When I first started teaching, I changed bulletin boards monthly – always with, what I perceived was a “cute” theme.  Laminated cutouts, tracings from an overhead projector…. I diligently changed the boards in my classroom to reflect seasons and my own idea of what would make the classroom seem cute or homey.

Oh boy, have things changed! Next Tuesday, when my students enter our shared space for the first time since last June, those cute, decorative, perfect bulletin boards will be missing in action.

Why? Several reasons. Over time, I’ve recognized that the perfect, teacher-created bulletin boards can create a dizzying space. While I don’t want the walls to be institutionally devoid of anything, there is a balance needed. Kids don’t need to have more stuff to distract them. So, mainly anything I put on the walls is necessary as a reminder (example: Daily Five I-Charts) and mostly co-created with my kids.

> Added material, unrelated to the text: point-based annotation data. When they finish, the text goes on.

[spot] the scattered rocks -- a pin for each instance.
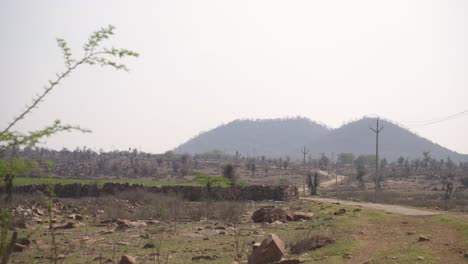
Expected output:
(270, 250)
(270, 214)
(303, 216)
(341, 211)
(197, 258)
(24, 241)
(290, 261)
(149, 245)
(68, 225)
(19, 248)
(423, 238)
(310, 243)
(127, 259)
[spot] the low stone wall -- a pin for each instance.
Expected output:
(192, 193)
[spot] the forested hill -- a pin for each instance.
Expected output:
(285, 137)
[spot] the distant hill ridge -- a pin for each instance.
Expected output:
(285, 137)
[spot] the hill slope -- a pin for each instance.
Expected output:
(270, 137)
(394, 141)
(281, 137)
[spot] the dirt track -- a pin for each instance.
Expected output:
(395, 209)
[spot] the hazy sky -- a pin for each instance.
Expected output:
(204, 63)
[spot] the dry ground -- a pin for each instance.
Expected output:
(362, 236)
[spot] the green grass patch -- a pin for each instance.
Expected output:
(459, 224)
(378, 216)
(405, 255)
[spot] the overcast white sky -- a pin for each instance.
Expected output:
(204, 63)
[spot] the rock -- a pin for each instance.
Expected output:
(310, 243)
(78, 217)
(270, 250)
(290, 261)
(341, 211)
(153, 222)
(126, 259)
(75, 217)
(122, 224)
(204, 258)
(255, 245)
(68, 225)
(277, 223)
(289, 214)
(24, 241)
(149, 245)
(269, 214)
(423, 238)
(19, 248)
(302, 216)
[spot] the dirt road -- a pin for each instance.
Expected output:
(395, 209)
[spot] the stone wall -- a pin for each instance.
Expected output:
(192, 193)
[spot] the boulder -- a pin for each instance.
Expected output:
(302, 216)
(271, 214)
(68, 225)
(126, 259)
(270, 250)
(423, 238)
(19, 248)
(341, 211)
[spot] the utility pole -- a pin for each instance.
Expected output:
(377, 180)
(304, 152)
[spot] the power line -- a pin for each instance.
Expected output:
(417, 124)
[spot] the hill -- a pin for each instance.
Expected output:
(269, 137)
(285, 137)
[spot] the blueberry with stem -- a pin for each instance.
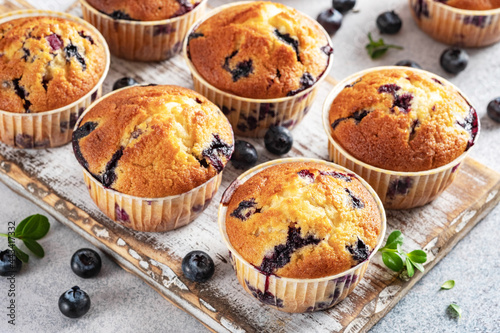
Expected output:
(74, 303)
(331, 20)
(86, 263)
(244, 155)
(343, 6)
(278, 140)
(389, 23)
(494, 109)
(197, 266)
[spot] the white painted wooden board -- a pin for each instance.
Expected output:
(435, 227)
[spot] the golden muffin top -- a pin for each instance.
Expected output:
(144, 10)
(153, 141)
(47, 63)
(403, 120)
(303, 220)
(260, 50)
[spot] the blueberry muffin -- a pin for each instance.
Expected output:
(144, 10)
(260, 50)
(47, 63)
(472, 4)
(303, 220)
(402, 120)
(153, 141)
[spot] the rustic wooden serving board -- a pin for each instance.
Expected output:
(53, 180)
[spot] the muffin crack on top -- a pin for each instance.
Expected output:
(260, 50)
(47, 63)
(302, 220)
(153, 141)
(144, 10)
(403, 120)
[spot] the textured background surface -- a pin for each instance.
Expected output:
(123, 303)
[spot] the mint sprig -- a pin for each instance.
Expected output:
(30, 230)
(377, 49)
(448, 285)
(396, 259)
(455, 310)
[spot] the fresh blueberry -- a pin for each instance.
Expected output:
(9, 263)
(389, 23)
(454, 60)
(408, 63)
(124, 82)
(494, 109)
(343, 6)
(197, 266)
(86, 263)
(330, 19)
(278, 140)
(244, 155)
(74, 303)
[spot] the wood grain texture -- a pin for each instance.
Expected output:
(53, 180)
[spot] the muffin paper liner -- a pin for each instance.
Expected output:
(289, 294)
(143, 40)
(149, 214)
(454, 26)
(48, 128)
(152, 214)
(397, 190)
(253, 117)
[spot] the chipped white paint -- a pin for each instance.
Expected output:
(59, 169)
(458, 218)
(208, 306)
(386, 296)
(465, 219)
(144, 264)
(368, 309)
(356, 325)
(491, 196)
(233, 328)
(102, 233)
(134, 254)
(169, 276)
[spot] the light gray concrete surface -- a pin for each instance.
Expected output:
(123, 303)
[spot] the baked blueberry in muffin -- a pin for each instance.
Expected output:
(302, 220)
(153, 141)
(47, 63)
(403, 120)
(144, 10)
(260, 50)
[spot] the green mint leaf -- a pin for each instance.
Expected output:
(377, 49)
(448, 285)
(34, 247)
(19, 229)
(418, 266)
(418, 256)
(393, 261)
(36, 227)
(409, 267)
(20, 254)
(455, 310)
(395, 238)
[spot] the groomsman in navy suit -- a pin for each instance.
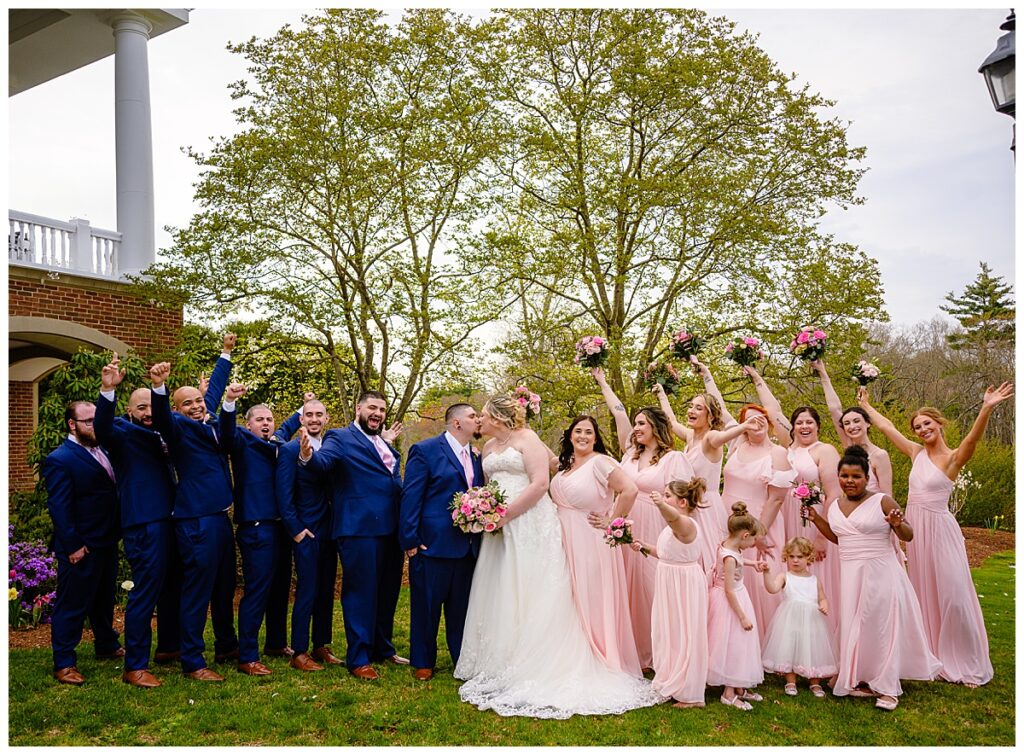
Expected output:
(366, 484)
(82, 499)
(145, 484)
(202, 527)
(266, 555)
(441, 557)
(305, 510)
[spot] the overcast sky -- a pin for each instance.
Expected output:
(939, 186)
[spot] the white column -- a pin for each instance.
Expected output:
(133, 135)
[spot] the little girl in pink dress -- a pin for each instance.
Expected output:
(733, 644)
(799, 640)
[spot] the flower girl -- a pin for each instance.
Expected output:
(799, 640)
(733, 642)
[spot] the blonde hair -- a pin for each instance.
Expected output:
(740, 520)
(799, 546)
(690, 492)
(506, 410)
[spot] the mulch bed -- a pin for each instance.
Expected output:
(981, 543)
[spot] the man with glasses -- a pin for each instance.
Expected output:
(82, 499)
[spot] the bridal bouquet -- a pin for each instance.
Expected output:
(864, 372)
(809, 343)
(664, 374)
(478, 509)
(620, 532)
(744, 351)
(809, 494)
(592, 351)
(527, 400)
(685, 344)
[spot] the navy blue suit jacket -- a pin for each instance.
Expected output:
(81, 498)
(302, 494)
(254, 461)
(366, 495)
(433, 476)
(142, 467)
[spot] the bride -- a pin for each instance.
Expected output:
(524, 652)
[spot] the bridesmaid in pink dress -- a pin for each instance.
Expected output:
(882, 633)
(651, 463)
(758, 473)
(679, 617)
(937, 557)
(587, 481)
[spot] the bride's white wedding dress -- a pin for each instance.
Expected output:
(524, 652)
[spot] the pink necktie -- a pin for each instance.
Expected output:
(384, 451)
(467, 465)
(99, 456)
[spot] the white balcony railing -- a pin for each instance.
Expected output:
(72, 247)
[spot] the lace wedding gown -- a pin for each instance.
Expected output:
(524, 652)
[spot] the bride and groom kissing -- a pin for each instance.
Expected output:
(511, 623)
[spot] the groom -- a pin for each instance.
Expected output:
(440, 556)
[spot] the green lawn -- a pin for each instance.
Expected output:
(333, 708)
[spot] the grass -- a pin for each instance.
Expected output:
(333, 708)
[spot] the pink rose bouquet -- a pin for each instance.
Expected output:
(809, 343)
(478, 509)
(744, 350)
(592, 351)
(864, 372)
(620, 532)
(685, 344)
(664, 374)
(527, 400)
(809, 494)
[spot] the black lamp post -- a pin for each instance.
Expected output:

Now I use one color for a background throughout the classroom. Following Gail Boushey and Joan Moser’s lead (the “2 Sisters“), I use a very light pink which is easy on the eyes and not a distraction from what will end up on those boards. IMG_0008_2

Putting up backgrounds is tedious, measuring, pulling the material taut and stapling it to the ugly grey material of the board takes lots of time. When I used to use construction paper, it would fade very quickly. So for the last several years, I’ve “invested” in plastic table cloths from our local party store. This material doesn’t fade, stays up, and staple/pin holes are pretty minimal. And they are inexpensive. Sweet!

Similarly, I use a border that stays in the background, but ties all of the display areas together cohesively.  The black border that I have chosen is a simple, corrugated, plain border which just happens to be reasonably inexpensive.

As you can see, outside of the bare bones of what will become our CAFE board and an alphabet strip, the boards are bare and ready for the students and me to begin creating essential reminders of what we are learning or student work.

We are (almost) ready for the first day.